To start you off, here are the adverbs I’ve found most useful in my own learning. How did I come up with these? Well, I’ve been adding them to my own vocabulary lists for some time. They’re amongst the first in my Anki lists whenever I start a new language, and I add them as I go along. As I tag all of my Anki entries with the corresponding parts of speech, I just did a quick search on tag:adverb to bring up a ready-made list!

Tagging a vocab item as an adverb in Anki

Tagging a vocab item as an adverb in Anki

So here they are, in English. Find out the corresponding form in your target language for each one, then add them into your own learning routine.

Adverbs of time

These words crop up in all sorts of conversational topics. Describing routine, habits, hobbies and activities for a start. They also support the recounting of stories, which is a key part of everyday chat.

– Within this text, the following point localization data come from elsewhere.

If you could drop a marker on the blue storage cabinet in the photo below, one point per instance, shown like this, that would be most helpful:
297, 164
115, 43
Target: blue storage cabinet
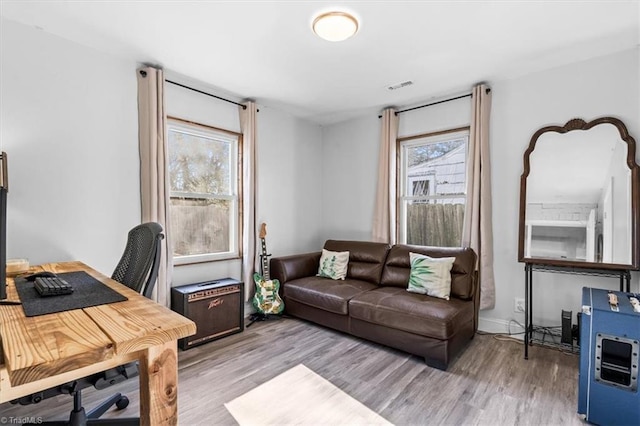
609, 347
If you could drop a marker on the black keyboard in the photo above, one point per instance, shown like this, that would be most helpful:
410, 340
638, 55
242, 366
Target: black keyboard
52, 286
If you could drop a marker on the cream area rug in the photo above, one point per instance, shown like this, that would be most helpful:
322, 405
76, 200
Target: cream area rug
300, 397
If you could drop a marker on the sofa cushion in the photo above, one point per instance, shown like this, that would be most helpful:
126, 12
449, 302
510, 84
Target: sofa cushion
366, 259
398, 267
420, 314
333, 264
325, 293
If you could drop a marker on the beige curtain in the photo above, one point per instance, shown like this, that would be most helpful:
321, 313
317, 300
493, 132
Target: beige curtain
249, 190
154, 183
384, 213
477, 230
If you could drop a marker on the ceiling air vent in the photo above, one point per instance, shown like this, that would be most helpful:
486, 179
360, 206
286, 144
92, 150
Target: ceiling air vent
400, 85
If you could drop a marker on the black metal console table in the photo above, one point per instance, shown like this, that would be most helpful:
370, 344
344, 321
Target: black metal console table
623, 274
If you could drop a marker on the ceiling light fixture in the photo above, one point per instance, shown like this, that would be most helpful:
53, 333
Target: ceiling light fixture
335, 26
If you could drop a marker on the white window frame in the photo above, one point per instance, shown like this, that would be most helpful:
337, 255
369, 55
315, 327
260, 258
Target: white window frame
235, 175
406, 143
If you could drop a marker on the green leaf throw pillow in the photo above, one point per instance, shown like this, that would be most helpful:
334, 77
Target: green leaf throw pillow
333, 264
430, 275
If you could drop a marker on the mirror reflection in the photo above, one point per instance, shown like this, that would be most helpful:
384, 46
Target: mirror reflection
578, 197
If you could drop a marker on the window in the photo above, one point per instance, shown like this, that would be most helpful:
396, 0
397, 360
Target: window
204, 177
432, 188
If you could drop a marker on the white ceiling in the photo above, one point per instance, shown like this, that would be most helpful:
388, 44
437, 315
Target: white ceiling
265, 50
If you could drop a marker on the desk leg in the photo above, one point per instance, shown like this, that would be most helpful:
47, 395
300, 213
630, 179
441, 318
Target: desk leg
527, 309
159, 385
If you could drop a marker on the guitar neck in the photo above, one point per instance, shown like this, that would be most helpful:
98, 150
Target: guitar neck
265, 261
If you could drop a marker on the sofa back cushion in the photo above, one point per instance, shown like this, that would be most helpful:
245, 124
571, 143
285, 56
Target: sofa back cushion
398, 267
366, 259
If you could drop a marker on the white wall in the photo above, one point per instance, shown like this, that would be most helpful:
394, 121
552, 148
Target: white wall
70, 128
590, 89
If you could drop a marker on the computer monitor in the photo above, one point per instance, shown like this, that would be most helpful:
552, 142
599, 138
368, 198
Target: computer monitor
4, 188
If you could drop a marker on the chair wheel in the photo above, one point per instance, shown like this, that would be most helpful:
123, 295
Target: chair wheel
122, 403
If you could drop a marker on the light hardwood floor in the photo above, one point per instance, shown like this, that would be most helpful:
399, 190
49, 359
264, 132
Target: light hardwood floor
489, 384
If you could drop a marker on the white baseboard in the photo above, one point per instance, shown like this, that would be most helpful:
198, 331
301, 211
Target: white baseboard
490, 325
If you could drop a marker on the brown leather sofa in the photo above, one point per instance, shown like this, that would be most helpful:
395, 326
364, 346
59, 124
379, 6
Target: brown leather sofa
373, 303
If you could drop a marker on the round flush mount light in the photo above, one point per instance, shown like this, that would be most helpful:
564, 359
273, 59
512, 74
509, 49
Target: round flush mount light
335, 26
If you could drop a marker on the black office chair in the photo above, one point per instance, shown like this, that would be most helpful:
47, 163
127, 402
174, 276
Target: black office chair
137, 269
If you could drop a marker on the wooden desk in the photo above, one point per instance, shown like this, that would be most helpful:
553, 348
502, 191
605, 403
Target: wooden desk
48, 350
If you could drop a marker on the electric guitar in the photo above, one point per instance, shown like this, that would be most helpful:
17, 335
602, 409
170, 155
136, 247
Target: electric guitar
266, 300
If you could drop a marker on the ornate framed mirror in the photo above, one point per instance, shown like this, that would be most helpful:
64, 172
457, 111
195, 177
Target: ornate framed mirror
580, 197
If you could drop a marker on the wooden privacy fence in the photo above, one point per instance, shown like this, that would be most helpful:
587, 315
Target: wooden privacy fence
437, 225
197, 228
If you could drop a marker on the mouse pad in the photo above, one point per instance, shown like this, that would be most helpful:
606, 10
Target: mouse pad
87, 291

  • always / constantly, usually / normally, often, seldom / rarely, never
  • firstly, then / next, afterwards, then, finally, at last
  • (not) yet, already,
  • right now, immediately, suddenly

Adverbs of likelihood

These words help you to give more nuanced responses than the deadpan yes / no. They also help you to position yourself more subtly when sharing your opinions.

  • definitely, surely
  • probably
  • possibly / maybe
  • actually (in reality)

Adverbs of manner

These general phrases are very handy for describing and comparing ways of doing things. Especially fun when talking about life at home and in your target language country!

  • in the same way
  • thus / so / in this way
  • differently
  • wrong / right (as in ‘I did it wrong / right’)

First the general, later the specifics

Of course, there are countless adverbs with more specific meanings, like slowlyquickly, intelligentlymaliciously and so on. You will pick these up gradually as you learn and practise your language. But the above sets are much more general and universally applicable, regardless of the subject. As such, they make a great target for some preemptive, hackish learning!

Do you have any unmissable words to add to this list? Has pre-targeting particular sets of common words, rather than thematic vocab learning, also helped you prepare for speaking a foreign language? Let us know in the comments!